Businesses are looking for better produced, more engaging, immersive experiences that will help them stand out from the crowd
But virtual events have thrown up their own unique set of challenges, namely the risk of overwhelming and exhausting healthcare professionals and the challenge of replicating those chance corridor conversations that typically take place at face-to-face events. “While at congress, the opportunity for industry to interact both 1:1 with HCPs and in meetings such as advisory boards has decreased,” says Church. Continuing: “But the challenge lies in the functionality of some platforms, particularly in the user experience on the industry ‘exhibit’ side. Many organisers use different platforms, and all come with limitations to having meaningful interactions with HCPs.” The exchange of ideas and building of relationships is a crucial aspect of event attendance that needs to be addressed. Gonzalo de Miquel, MD, Vice President Global Medical Affairs Respiratory & Immunology, AstraZeneca, comments: “One of the main purposes of conferences with higher value is precisely the chance of meeting and socialising, and so far virtual events do not provide the opportunity to interact in the same way that in-person events do.”
So far virtual events do not provide the opportunity to interact in the same way that in-person events do
At congresses, content is always king, but shopping for the right technology should become a top priority; an expense worth the investment if you want to hold an audience’s collective attention span. As Lamia Achour, Global Medical Scientific Communications Team Lead, Sanofi, advises: “Choose the right technology because if HCPs do not have a positive experience, you may lose their interest, even if the scientific agenda is very attractive.” Gonzalo similarly predicts: “I’m pretty sure that we will see a clear acceleration in the technology allowing for more active participation and interaction by the attendees to the events in the next months.” Saunders also points out that many companies are clocking onto this reality and proactively acting on it: “Software companies need to constantly improve to keep up.”
The common theme emerging here is user experience and more so than ever, all eyes are firmly fixed on the host. In a virtual setting, how can the industry proverbially pour the wine and encourage spontaneous conversation between themselves and HCPs? “Offering different packages and being smart with opportunities to connect with HCPs is key, not just during the congress, but also pre- and post-congress. We need to keep the conversations going, and it should not be limited to the ‘congress days’,” says Church. Simple, intuitive, and user-friendly platforms are essential to ensuring an enjoyable occasion for both the pharmaceutical industry and HCPs.

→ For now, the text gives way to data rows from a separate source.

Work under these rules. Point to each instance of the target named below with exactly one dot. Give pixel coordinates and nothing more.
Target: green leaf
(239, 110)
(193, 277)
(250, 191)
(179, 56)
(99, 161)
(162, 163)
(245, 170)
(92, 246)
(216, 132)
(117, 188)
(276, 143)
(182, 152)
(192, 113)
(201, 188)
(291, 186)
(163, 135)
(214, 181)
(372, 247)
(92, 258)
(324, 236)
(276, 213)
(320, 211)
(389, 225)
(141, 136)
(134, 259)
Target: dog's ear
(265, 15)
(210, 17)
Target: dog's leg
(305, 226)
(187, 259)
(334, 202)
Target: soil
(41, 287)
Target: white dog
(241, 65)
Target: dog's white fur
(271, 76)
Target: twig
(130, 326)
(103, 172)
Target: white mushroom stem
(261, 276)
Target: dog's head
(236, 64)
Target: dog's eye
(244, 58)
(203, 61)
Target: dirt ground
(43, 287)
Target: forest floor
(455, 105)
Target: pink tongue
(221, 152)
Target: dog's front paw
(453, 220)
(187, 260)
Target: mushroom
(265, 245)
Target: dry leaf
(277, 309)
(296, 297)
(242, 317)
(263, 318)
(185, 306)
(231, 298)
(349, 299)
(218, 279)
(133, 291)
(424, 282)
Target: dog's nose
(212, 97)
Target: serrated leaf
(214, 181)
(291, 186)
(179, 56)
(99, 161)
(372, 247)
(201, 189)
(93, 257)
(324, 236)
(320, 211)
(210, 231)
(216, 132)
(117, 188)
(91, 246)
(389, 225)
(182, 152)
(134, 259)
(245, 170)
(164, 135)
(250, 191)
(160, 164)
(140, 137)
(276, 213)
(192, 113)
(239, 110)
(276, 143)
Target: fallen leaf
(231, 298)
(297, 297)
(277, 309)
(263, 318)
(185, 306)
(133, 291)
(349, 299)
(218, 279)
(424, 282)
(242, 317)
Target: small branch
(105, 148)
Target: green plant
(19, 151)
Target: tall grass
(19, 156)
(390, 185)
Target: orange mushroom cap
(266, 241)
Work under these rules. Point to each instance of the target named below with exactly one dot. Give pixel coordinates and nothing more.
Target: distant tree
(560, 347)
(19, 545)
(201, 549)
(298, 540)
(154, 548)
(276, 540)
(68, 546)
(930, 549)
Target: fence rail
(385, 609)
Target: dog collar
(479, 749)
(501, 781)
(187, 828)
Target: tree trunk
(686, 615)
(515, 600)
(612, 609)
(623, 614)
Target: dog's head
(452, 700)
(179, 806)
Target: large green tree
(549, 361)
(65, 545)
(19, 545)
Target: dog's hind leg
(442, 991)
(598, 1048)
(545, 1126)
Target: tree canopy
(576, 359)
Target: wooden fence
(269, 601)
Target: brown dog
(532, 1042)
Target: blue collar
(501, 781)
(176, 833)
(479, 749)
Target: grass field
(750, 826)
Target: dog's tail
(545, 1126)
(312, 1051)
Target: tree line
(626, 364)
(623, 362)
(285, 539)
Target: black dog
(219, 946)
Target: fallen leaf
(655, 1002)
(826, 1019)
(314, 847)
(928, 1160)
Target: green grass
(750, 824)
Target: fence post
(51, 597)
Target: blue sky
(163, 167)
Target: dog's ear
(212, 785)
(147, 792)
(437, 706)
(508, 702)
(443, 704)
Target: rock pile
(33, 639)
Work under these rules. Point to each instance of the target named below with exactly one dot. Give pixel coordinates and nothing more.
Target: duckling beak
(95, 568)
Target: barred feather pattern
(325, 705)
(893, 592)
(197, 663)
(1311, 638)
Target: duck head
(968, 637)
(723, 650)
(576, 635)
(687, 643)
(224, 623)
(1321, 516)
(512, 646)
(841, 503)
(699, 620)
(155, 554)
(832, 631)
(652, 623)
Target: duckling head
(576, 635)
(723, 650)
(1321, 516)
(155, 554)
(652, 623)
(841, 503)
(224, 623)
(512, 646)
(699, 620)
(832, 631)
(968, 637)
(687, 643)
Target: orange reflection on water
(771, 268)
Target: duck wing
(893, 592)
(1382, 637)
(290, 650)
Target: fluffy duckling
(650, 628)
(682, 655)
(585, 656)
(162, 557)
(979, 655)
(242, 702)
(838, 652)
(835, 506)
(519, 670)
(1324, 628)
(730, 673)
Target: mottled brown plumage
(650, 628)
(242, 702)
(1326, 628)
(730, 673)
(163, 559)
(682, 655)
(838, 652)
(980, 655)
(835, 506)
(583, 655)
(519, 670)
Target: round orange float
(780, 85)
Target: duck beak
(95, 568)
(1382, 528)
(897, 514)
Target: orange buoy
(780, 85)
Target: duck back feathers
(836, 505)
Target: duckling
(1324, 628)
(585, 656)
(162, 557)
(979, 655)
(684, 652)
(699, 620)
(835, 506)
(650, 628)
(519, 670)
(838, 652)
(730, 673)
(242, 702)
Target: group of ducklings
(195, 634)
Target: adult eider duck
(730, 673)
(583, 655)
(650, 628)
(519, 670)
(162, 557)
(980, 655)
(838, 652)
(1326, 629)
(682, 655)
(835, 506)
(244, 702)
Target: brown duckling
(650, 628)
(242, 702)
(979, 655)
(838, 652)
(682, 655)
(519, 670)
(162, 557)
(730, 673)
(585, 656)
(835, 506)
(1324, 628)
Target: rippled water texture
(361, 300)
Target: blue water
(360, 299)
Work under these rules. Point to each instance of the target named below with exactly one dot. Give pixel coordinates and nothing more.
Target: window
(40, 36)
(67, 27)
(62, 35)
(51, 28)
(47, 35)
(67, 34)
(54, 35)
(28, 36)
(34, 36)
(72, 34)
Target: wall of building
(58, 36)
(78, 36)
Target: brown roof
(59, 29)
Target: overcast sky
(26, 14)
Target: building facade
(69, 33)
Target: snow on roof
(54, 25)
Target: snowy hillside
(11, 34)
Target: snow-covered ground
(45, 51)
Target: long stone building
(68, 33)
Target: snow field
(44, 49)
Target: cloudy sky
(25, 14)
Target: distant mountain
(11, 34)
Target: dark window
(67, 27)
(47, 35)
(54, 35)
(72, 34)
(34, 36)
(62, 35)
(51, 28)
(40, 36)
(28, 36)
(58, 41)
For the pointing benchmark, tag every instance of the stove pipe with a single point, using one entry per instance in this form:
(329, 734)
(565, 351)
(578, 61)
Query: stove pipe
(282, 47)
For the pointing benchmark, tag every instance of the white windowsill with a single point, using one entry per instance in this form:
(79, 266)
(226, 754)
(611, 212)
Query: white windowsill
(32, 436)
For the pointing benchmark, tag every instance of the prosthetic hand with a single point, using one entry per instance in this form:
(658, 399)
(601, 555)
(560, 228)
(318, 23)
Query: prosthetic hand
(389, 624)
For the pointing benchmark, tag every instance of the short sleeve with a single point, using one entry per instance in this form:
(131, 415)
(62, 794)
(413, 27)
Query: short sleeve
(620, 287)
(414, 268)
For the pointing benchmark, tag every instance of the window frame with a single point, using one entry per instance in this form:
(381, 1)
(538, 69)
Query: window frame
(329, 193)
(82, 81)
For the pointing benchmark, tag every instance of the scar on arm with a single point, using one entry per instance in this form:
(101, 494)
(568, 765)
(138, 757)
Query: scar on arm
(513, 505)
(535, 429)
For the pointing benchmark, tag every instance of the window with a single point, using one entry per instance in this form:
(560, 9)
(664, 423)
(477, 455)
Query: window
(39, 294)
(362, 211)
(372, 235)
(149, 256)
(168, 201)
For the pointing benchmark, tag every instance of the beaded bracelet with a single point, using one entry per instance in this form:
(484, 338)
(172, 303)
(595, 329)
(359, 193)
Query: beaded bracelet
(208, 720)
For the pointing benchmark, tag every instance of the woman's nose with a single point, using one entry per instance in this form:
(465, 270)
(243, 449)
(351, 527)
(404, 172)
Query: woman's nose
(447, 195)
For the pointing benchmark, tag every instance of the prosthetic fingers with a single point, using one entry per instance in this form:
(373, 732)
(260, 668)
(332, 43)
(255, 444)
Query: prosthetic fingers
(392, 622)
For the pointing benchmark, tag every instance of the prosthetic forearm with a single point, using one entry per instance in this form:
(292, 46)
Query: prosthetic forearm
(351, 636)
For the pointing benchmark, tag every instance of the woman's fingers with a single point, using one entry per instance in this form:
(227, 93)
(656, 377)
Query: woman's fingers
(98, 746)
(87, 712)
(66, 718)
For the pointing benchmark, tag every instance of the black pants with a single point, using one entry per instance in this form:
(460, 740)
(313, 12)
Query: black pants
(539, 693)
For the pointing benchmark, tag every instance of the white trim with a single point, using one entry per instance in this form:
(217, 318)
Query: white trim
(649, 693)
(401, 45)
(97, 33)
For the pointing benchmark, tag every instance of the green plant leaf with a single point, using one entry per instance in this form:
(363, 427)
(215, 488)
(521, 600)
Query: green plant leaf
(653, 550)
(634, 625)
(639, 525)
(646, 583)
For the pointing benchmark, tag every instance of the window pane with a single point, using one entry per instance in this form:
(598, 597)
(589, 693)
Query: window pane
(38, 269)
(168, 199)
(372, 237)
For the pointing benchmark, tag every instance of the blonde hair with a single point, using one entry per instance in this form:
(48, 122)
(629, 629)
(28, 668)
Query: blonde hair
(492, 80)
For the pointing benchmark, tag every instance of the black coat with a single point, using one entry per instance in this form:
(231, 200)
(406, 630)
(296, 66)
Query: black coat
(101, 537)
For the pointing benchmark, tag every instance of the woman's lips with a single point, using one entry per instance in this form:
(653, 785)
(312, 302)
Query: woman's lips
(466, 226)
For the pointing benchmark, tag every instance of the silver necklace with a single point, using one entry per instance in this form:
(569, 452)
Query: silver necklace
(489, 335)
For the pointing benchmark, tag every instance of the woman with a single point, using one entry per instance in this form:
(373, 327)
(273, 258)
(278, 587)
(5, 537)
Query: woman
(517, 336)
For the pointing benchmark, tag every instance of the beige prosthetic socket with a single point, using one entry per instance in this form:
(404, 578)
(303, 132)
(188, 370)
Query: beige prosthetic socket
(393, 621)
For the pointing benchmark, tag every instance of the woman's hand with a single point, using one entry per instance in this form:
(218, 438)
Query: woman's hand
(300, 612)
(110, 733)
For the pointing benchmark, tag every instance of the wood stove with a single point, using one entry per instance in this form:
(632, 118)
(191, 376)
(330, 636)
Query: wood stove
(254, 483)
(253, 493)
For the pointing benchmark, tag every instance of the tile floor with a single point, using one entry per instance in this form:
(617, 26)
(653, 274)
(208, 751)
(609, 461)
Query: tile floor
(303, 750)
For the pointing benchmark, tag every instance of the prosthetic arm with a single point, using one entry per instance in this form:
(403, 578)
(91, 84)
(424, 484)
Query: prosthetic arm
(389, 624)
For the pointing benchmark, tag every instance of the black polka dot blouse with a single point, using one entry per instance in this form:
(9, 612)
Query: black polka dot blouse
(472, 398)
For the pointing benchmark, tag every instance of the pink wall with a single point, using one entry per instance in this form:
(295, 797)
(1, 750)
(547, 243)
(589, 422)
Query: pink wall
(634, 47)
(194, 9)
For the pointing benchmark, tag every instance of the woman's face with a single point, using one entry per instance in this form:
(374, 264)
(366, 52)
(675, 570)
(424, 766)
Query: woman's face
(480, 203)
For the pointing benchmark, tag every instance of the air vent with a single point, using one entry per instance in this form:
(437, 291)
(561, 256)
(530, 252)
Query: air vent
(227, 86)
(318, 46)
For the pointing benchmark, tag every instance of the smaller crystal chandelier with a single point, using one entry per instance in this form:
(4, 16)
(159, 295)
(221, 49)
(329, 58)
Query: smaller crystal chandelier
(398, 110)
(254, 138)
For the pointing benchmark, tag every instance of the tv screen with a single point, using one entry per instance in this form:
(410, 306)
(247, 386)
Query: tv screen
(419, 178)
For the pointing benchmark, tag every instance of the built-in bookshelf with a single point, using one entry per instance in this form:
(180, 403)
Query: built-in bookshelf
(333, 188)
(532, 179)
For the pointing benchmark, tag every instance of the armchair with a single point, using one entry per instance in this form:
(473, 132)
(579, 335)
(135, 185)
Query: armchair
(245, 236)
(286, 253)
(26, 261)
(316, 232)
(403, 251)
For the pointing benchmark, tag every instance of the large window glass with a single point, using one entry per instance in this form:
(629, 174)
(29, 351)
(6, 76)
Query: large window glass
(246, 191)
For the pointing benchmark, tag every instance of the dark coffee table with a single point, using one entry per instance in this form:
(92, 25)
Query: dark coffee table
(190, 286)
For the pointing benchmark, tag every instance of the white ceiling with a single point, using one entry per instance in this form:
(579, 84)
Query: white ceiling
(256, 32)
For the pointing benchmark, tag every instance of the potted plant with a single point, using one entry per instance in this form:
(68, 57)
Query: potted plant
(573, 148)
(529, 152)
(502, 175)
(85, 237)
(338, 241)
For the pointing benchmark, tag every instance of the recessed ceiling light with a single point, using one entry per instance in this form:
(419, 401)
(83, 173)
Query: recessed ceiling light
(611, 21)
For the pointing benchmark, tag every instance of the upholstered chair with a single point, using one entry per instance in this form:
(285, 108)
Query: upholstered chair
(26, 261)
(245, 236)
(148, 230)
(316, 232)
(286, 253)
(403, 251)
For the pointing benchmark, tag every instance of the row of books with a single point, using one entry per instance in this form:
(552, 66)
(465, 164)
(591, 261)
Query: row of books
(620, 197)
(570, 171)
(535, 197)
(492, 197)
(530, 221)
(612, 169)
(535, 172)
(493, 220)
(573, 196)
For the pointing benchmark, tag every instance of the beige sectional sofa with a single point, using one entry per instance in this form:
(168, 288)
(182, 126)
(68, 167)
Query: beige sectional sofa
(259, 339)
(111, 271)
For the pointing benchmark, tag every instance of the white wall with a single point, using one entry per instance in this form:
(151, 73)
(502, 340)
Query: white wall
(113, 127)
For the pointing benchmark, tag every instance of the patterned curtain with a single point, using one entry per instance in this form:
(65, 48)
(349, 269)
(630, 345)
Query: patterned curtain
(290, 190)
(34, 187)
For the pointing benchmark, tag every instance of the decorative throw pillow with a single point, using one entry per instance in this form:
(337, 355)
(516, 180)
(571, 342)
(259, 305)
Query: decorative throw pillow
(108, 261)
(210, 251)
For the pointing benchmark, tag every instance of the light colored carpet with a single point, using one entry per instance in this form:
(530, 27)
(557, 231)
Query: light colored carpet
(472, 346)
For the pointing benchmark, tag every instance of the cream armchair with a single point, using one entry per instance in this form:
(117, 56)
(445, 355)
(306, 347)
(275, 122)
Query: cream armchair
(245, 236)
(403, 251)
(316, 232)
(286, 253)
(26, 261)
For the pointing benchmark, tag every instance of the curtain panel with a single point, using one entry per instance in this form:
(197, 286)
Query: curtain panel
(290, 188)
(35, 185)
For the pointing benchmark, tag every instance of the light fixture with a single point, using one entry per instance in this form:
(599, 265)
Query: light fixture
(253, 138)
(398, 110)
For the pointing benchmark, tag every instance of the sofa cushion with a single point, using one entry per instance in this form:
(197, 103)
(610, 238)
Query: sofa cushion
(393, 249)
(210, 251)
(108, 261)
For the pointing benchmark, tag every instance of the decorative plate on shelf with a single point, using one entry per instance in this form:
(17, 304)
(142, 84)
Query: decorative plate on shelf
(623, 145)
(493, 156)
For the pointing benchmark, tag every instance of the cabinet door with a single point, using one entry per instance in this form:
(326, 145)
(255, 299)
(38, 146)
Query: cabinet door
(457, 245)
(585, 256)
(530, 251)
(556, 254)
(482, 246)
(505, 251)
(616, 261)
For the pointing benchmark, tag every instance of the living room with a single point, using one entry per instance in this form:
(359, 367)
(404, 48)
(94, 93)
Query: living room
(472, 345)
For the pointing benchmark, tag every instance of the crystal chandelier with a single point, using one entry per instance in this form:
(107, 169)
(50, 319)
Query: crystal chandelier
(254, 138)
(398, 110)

And the hallmark of a good evening? José Maria Guido Avila, Global Lead, HCP Marketing, Sanofi, weighs in: “We don’t measure success by typical factors like number of attendees… what is more important is to learn the preferences they have and use that information to tailor to that customer experience in the future. We focus on metrics that allow us to engage with our customers better in the future and maximise retention.”
Events that once spanned days, now take hours, and more people are invited to the party than any year prior. The pressure of hosting is a tough gig at the best of times, and when it comes to virtual events, companies must bring their A-game to the table and turn on the charm. By actively assessing their current platforms and models and finding new ways to facilitate conversations between HCPs and the industry, pharma can elevate virtual events as not just a temporary fix for now, but as a whole new standard for a digital future.